A number of conditions and findings are life-threatening and in most instances require direct communication with treating clinician at the time of reporting. These include:
- presumptive diagnosis of cerebral abscess or HSV encephalitis
- acute obstructive hydrocephalus with transependymal oedema
- herniation (particularly transtentorial and tonsillar)
One of the important functions of a preoperative neuroradiology report should be to establish the parameters within which histology is to be interpreted. This requires a multidisciplinary approach but can avoid serious mistakes.
For example, as gliomas are heterogeneous tumours, with many glioblastomas arising from preexisting lower grade tumours (so-called secondary glioblastoma), under-grading due to sampling bias is not uncommon. A mass has definite central non-enhancement, with a continuous rim of peripheral enhancement, and no features to suggest a tumour mimic, it almost certainly is going to be a WHO IV glioblastoma or a cerebral metastasis. If the histology purports to be a WHO II or III astrocytoma, then most likely there has been sampling error and a second look at other parts of the specimen should be undertaken to seek out confirmatory necrosis or epithelial hyperplasia (both WHO IV features). This is important as therapy for gliomas depends on grade, and as does eligibility for certain newer drugs or trials.
Another common example is a diffuse brain tumour with high CBV. If histology comes back as WHO II oligodendroglioma or oligoastrocytoma then one is happy to accept the lower grade, as oligodendrogliomas have a propensity for elevated CBV (chicken wire vascularity). In contrast if the histology suggests a WHO II diffuse fibrillary astrocytoma, then one should be suspicious that this is either a high grade tumour (either sampling bias, or early IDH-1 negative tumour) or an oligodendroglial component has been overlooked. In any case follow-up and management should take this discrepancy into account.

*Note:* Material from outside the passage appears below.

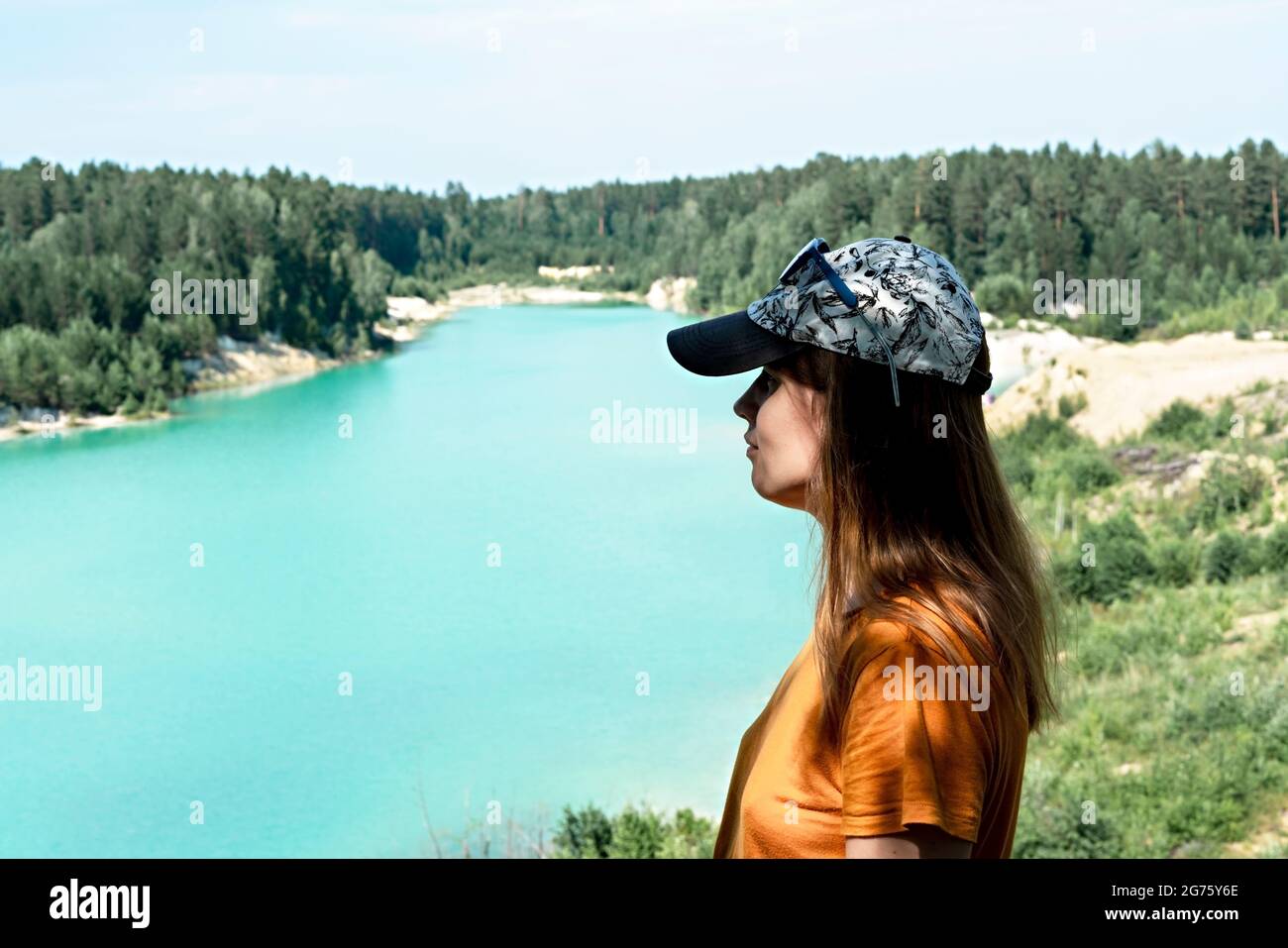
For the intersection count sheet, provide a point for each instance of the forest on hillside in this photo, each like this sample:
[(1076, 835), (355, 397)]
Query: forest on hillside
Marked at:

A preoperative MRI brain report for a patient with an intracranial mass needs to accomplish a number of tasks that should be reflected in the conclusion of the report.
- It should localise the mass as being intra- or extra-axial, anatomically and relative to eloquent areas and vascular structures.
- It should establish a likely diagnosis, giving a sense of how certain each differential is.
- Cerebral abscess should be considered and preferably avoiding equivocation.
- Tumour mimics (tumefactive demyelination, subacute haemorrhage and infarction) should be considered to avoid unnecessary resection.
- Treating clinicians should be contacted with time critical findings.
- A framework within which histology results are to be interpreted should be evident. In other words, which diagnoses are considered acceptable as histology results.
- A discordance between radiology report and histology report should prompt a multidisciplinary review of the case.